Menanggapi rencana tersebut, pemerhati penerbangan Alvin Lie menilai maskapai penerbangan milik PT Pertamina (Persero) itu jauh lebih sehat secara finasial ketimbang Garuda Indonesia yang notabenenya tengah berada diujung tanduk lantaran dibebani setumpuk utang dan ekuitas negatif mencapai US$2,5 miliar atau sekitar Rp35 triliun (kurs Rp14.000).
"Pelita Air merupakan anak perusahaan dari Pertamina. Secara finansial Pelita Air cukup sehat dan Pertamina selaku induk perusahaan memberi dukungan permodalan untuk mengembangkan bisnisnya," kata Alvin kepada Bisnis, Kamis (21/10/2021).
Alvin menyebut, Pelita Air yang kini dipimpin oleh Albert Burhan, yang pernah terbukti sukses sebagai Direktur Utama Citilink, selama ini dikenal cukup sehat beroperasi sebagai operator penerbangan carter, bukan niaga berjadwal.
Meski begitu, menurutnya Pelita Air kini sedang mempersiapkan diri memasuki bisnis penerbangan niaga berjadwal. Bahkan, hal itu terbukti dengan Pelita Air baru saja memesan pesawat Airbus A320 dan mengajukan permohonan izin untuk menjadi operator penerbangan niaga berjadwal.
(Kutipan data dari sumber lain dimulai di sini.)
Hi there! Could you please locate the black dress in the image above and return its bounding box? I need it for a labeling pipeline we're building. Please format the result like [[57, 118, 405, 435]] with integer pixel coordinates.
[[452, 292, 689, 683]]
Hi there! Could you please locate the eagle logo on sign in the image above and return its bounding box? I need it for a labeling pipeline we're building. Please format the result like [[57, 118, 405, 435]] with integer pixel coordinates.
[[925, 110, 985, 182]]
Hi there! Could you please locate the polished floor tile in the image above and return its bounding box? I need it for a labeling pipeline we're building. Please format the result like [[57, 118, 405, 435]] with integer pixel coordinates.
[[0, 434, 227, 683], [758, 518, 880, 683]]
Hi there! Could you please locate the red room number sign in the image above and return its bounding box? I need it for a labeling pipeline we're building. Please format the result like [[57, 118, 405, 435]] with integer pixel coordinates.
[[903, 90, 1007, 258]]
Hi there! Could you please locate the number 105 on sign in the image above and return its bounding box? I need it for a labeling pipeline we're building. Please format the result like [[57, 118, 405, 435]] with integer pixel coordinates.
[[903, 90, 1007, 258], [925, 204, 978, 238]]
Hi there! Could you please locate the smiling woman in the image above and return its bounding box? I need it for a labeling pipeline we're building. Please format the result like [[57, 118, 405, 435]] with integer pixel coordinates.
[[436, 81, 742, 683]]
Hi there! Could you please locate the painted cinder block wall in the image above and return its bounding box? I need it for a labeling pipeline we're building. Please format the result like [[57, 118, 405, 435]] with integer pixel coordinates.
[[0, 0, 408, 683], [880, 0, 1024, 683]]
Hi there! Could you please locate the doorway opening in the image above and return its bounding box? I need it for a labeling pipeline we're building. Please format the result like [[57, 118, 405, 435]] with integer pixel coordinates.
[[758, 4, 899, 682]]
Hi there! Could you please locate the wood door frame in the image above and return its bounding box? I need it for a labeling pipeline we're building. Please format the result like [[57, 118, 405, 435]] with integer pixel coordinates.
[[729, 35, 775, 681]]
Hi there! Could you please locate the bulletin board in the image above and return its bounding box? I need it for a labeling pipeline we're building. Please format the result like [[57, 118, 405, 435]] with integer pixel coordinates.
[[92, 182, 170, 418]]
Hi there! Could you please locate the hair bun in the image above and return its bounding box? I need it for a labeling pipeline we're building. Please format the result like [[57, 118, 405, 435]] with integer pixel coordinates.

Sayangnya, Alvin menilai akan jadi tantangan berat bagi Pelita Air untuk mendadak mengembangkan bisnisnya secara ekstrem menjadi maskapai utama BUMN, baik dari segi permodalan, armada, SDM maupun organisasi.
Baca Juga
"Akan lebih baik jika Pelita Air bertransfomasi secara bertahap, daripada mengembangkan bisnis secara ekstrem," imbuhnya.
Sebagai informasi, selama ini Pelita Air mengoperasikan pesawat-pesawat kecil yang mencakup ATR 42-500, ATR 72-500, CASA 212-200 dan sejumlah helikopter.
Bukan itu saja, Pelita Air juga dipercaya mengoperasikan dan merawat pesawat Bae 146/ AVRO registrasi PK- PJJ yang dulu dioperasikan sebagai pesawat Kepresidenan. Pelita Air juga pernah mengoperasikan pesawat jet Fokker 70 dan Fokker 100.